Y tú estabas dentro de mí y yo afuera, y así por fuera te buscaba…

Entro a mi salón de práctica, abro la puerta y el constante aroma a incienso me lo recuerda: ya estoy aquí. No importa cuán cansado llegue, con cuantas ganas, ni con qué dolores: abro la puerta, miro el salón vacío, blanco, silencioso y sólo respirar su aroma me lo recuerda: ya estoy aquí.
Lo mismo me pasa cuando voy al templo. En medio de la ciudad, la calle ruidosa, transitada, llena de contradicciones es como mi mente agitada. Entonces atravieso las enormes puertas de madera del templo, miro hacia adelante la enorme nave, la luz que atraviesa los altos vidrios de colores, el altar, los bancos y otra vez el silencio, otra vez ese aroma a templo me lo recuerda: ya estoy aquí.

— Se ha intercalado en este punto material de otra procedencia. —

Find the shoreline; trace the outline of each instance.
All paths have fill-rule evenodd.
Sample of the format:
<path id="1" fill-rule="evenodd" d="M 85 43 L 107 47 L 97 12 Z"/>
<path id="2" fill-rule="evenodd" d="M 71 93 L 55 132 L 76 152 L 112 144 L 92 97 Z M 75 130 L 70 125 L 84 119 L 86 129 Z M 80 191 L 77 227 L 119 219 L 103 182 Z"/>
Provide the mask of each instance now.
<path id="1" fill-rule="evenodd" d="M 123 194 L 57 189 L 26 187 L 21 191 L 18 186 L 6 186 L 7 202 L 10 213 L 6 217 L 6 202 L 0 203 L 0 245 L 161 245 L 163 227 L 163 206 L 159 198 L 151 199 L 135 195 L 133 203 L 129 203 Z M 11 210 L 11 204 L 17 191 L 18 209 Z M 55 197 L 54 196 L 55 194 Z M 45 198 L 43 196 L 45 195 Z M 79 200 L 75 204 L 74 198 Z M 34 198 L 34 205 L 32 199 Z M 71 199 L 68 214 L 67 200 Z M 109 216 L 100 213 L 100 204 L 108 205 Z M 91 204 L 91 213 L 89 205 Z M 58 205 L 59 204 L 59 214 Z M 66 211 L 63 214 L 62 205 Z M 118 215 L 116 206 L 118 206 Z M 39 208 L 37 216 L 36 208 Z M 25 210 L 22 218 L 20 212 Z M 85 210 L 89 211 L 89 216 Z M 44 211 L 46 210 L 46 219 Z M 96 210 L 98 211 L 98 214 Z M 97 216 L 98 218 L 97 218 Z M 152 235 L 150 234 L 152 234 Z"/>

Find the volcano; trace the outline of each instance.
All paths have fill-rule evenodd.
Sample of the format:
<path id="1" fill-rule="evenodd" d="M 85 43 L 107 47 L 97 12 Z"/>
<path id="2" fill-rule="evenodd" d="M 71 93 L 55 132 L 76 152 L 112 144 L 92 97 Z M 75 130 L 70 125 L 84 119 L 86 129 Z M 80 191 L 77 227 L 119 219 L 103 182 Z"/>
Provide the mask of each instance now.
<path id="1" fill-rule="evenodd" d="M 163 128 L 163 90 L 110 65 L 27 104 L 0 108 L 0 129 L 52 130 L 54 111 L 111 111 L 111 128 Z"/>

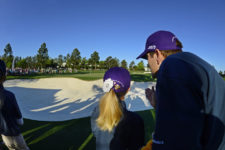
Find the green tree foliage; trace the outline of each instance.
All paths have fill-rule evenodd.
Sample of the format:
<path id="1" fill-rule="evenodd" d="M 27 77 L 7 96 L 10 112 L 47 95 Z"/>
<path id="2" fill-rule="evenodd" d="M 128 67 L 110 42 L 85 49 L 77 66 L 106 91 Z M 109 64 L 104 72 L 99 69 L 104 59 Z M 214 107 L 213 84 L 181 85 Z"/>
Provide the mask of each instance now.
<path id="1" fill-rule="evenodd" d="M 116 57 L 112 58 L 112 56 L 109 56 L 105 60 L 105 66 L 106 66 L 106 69 L 110 69 L 112 67 L 118 67 L 119 59 L 117 59 Z"/>
<path id="2" fill-rule="evenodd" d="M 2 59 L 5 62 L 7 68 L 12 68 L 13 52 L 10 43 L 6 45 Z"/>
<path id="3" fill-rule="evenodd" d="M 38 66 L 41 68 L 45 68 L 48 61 L 48 49 L 46 47 L 46 43 L 41 44 L 41 47 L 38 50 L 37 61 Z"/>
<path id="4" fill-rule="evenodd" d="M 57 62 L 54 61 L 54 59 L 48 59 L 46 62 L 46 67 L 48 68 L 56 68 L 57 67 Z"/>
<path id="5" fill-rule="evenodd" d="M 88 69 L 88 60 L 86 59 L 86 57 L 82 58 L 81 63 L 80 63 L 80 67 L 82 69 Z"/>
<path id="6" fill-rule="evenodd" d="M 62 67 L 62 64 L 63 64 L 63 55 L 59 55 L 58 56 L 57 63 L 59 65 L 59 67 Z"/>
<path id="7" fill-rule="evenodd" d="M 25 58 L 20 59 L 17 62 L 17 66 L 20 67 L 20 68 L 22 68 L 22 69 L 26 69 L 28 67 L 27 62 L 26 62 L 26 59 Z"/>
<path id="8" fill-rule="evenodd" d="M 126 62 L 126 60 L 122 60 L 121 61 L 121 67 L 127 69 L 127 62 Z"/>
<path id="9" fill-rule="evenodd" d="M 139 70 L 139 71 L 144 71 L 145 70 L 145 66 L 144 66 L 144 62 L 143 61 L 140 61 L 137 64 L 137 70 Z"/>
<path id="10" fill-rule="evenodd" d="M 99 59 L 100 59 L 100 57 L 98 55 L 98 52 L 94 51 L 91 54 L 90 63 L 94 64 L 95 69 L 97 68 L 97 64 L 99 64 Z"/>
<path id="11" fill-rule="evenodd" d="M 105 61 L 99 61 L 99 68 L 106 69 Z"/>
<path id="12" fill-rule="evenodd" d="M 134 66 L 135 66 L 135 62 L 132 61 L 132 62 L 130 63 L 130 65 L 129 65 L 129 69 L 130 69 L 130 70 L 134 70 Z"/>
<path id="13" fill-rule="evenodd" d="M 70 54 L 67 54 L 67 55 L 66 55 L 66 66 L 67 66 L 68 68 L 71 67 Z"/>
<path id="14" fill-rule="evenodd" d="M 71 65 L 72 65 L 72 68 L 76 68 L 76 69 L 79 69 L 79 64 L 81 62 L 81 56 L 80 56 L 80 51 L 75 48 L 71 54 L 71 57 L 70 57 L 70 61 L 71 61 Z"/>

No importa si es en el salón vacío y blanco o en el templo lleno de imágenes, bancos y altares. Ambos lugares me lo recuerdan. Son el espacio físico donde empiezo el viaje de regreso a casa cada vez, varias veces a la semana, incluso varias veces al día. Me pregunto muchas veces si la meditación no será simplemente eso: reconocer el lugar a donde comienza nuestro viaje de regreso y luego dejarse conducir, sin interferencias, sin falsas creencias, sin dogmas ni doctrinas. Simplemente saber que nuestro dolor no empezó en aquella sencilla distracción (cuando contestamos mal a alguien, o no supimos responder con firmeza ante una exigencia del ego), ni tampoco con aquel dolor que parece quebrarnos ante la pérdida de un ser querido o ante la enfermedad del egoísmo del que a veces somos capaces.
Quizás la meditación sea sólo eso: reconocer dónde comienza nuestro viaje cada vez, cada día incluso, a cada hora. Y entonces desde allí con reverencia comenzarlo también cada vez, cada día y a cada hora.